Although there was a brief pause in the market between 2008 and 2012, house prices resumed their upward trajectory, soaring by 45.1% (40.7% inflation-adjusted) from 2012 to 2017. Following a slight dip in 2018, prices surged again, recording a cumulative increase of 32.6% (25.8% inflation-adjusted) from 2019 to 2021.

However, in the past two years, the housing market experienced a significant slowdown, with house prices falling by 10.6% (-22.8% inflation-adjusted) from 2022 to 2023.

The Swedish government implemented several measures to cool the housing market, starting in June 2016, requiring mortgage loans exceeding 50% of a property's value to be amortized at 1% annually, with higher thresholds set for loans above 70%. Additionally, from March 2018, borrowers with housing debts exceeding 4.5 times their gross income were mandated to amortize at least 1% more than the basic requirement. Moreover, the Swedish Financial Services Authority introduced a 25% mortgage risk weighting to tie up bank capital, discouraging mortgage lending.

Despite these efforts, the impact on the housing market was minimal, with prices rebounding after a slight decline in 2018. In April 2020, amid the COVID-19 pandemic, the Finansinspektionen temporarily exempted households from amortization payments, benefiting around 230,000 households. However, this exemption expired in August 2021.

In 2022, interest rates for housing loans surged following key rate hikes by the central bank to combat inflationary pressures. Consequently, property demand and prices plummeted. In 2023, with inflation persisting and mortgage rates continuing to rise, the Swedish economy slipped into a recession, leading to cautious market sentiment and reduced activity.

Nationwide home sales plummeted by 18.7% year-on-year in 2023, reaching the lowest level in recent history. This decline followed a 7% drop in 2022 and modest increases in preceding years. Notably, Greater Stockholm, Greater Göteborg, and Greater Malmo experienced significant declines in home sales, reflecting the broader trend of reduced demand across the country.
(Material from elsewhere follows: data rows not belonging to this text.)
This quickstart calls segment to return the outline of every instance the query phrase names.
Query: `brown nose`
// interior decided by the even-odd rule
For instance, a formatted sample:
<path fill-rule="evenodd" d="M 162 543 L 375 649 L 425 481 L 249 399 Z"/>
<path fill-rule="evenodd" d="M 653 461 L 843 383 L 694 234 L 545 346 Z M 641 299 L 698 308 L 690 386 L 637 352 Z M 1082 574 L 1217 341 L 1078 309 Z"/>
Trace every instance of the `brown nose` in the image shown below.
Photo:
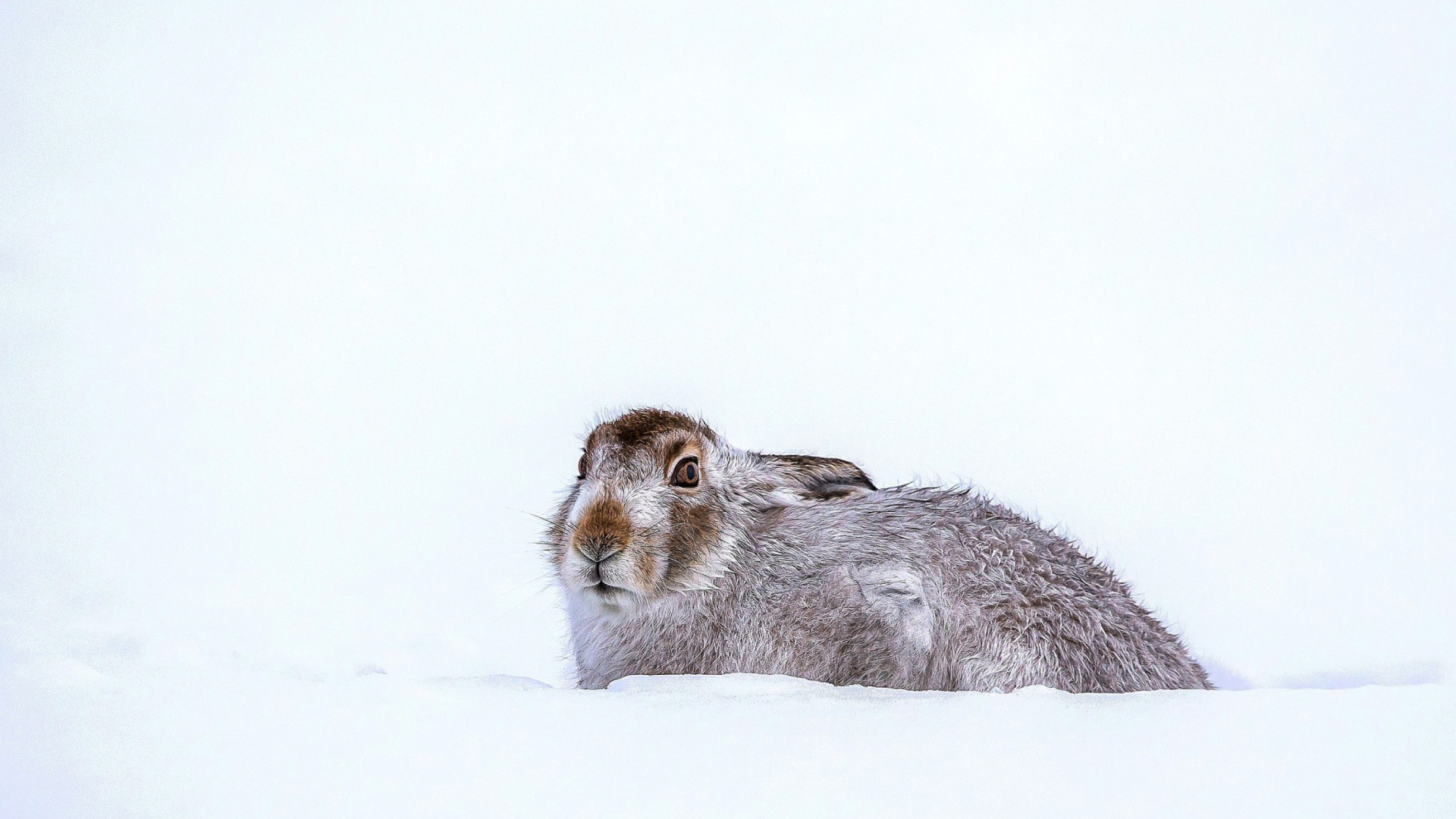
<path fill-rule="evenodd" d="M 587 560 L 601 563 L 626 548 L 632 539 L 632 523 L 628 512 L 614 497 L 604 497 L 587 507 L 577 522 L 571 545 Z"/>

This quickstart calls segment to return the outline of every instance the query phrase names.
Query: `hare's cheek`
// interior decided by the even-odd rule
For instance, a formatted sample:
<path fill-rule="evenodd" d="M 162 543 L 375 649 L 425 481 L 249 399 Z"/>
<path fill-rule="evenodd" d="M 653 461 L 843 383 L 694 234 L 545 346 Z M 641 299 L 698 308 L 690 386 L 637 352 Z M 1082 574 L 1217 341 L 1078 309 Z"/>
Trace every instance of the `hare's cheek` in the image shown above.
<path fill-rule="evenodd" d="M 667 573 L 665 555 L 658 554 L 658 549 L 636 544 L 628 548 L 623 557 L 626 560 L 620 561 L 619 567 L 622 586 L 644 595 L 655 592 Z"/>

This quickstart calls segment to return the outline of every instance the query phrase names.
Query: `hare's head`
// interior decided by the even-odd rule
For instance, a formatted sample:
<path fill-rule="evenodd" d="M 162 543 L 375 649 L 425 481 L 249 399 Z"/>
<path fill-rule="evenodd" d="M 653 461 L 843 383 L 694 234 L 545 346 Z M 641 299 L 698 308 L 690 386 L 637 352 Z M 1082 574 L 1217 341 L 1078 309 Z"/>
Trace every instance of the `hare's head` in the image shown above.
<path fill-rule="evenodd" d="M 767 509 L 874 488 L 847 461 L 744 452 L 687 415 L 633 410 L 587 436 L 547 545 L 568 595 L 625 609 L 709 587 Z"/>

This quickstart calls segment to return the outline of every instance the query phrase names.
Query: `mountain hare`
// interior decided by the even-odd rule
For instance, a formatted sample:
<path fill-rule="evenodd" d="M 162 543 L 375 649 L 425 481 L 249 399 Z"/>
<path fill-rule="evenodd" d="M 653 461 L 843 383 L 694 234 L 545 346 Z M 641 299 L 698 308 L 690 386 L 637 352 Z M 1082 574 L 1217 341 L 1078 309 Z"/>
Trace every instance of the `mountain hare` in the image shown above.
<path fill-rule="evenodd" d="M 875 488 L 847 461 L 744 452 L 661 410 L 600 424 L 577 469 L 547 544 L 582 688 L 1211 688 L 1111 571 L 970 491 Z"/>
Nationwide, the number of dwelling starts in newly constructed one- to two-dwelling buildings experienced a significant decline of 52.5% year-on-year to 5,971 units in 2023. Similarly, there was a decrease of 53.6% to 20,614 units in multi-dwelling buildings, according to Statistics Sweden.

Conversely, the number of dwelling completions in newly constructed one- to two-dwelling buildings decreased by 11.7% year-on-year to 11,262 units in 2023. However, there was a notable increase of 22.5% to 50,529 units in multi-dwelling buildings.

Breaking down the data by region:

- In Greater Stockholm, dwelling starts in all newly constructed buildings declined by 50% to 6,938 units in 2023, while completions increased by 21.6% to 15,849 units.

- In Greater Göteborg, dwelling starts in newly constructed buildings dropped by 43.9% year-on-year to 4,068 units in 2023, and completions fell by 5.7% to 7,673 units.

- In Greater Malmo, dwelling starts plunged by 63.7% to 1,507 units during 2023, while completions rose by 20.9% to 4,801 units.

- In Sweden excluding metropolitan areas, dwelling starts decreased by 55.7% year-on-year to 14,072 units, but completions increased by 15.9% to 33,468 units.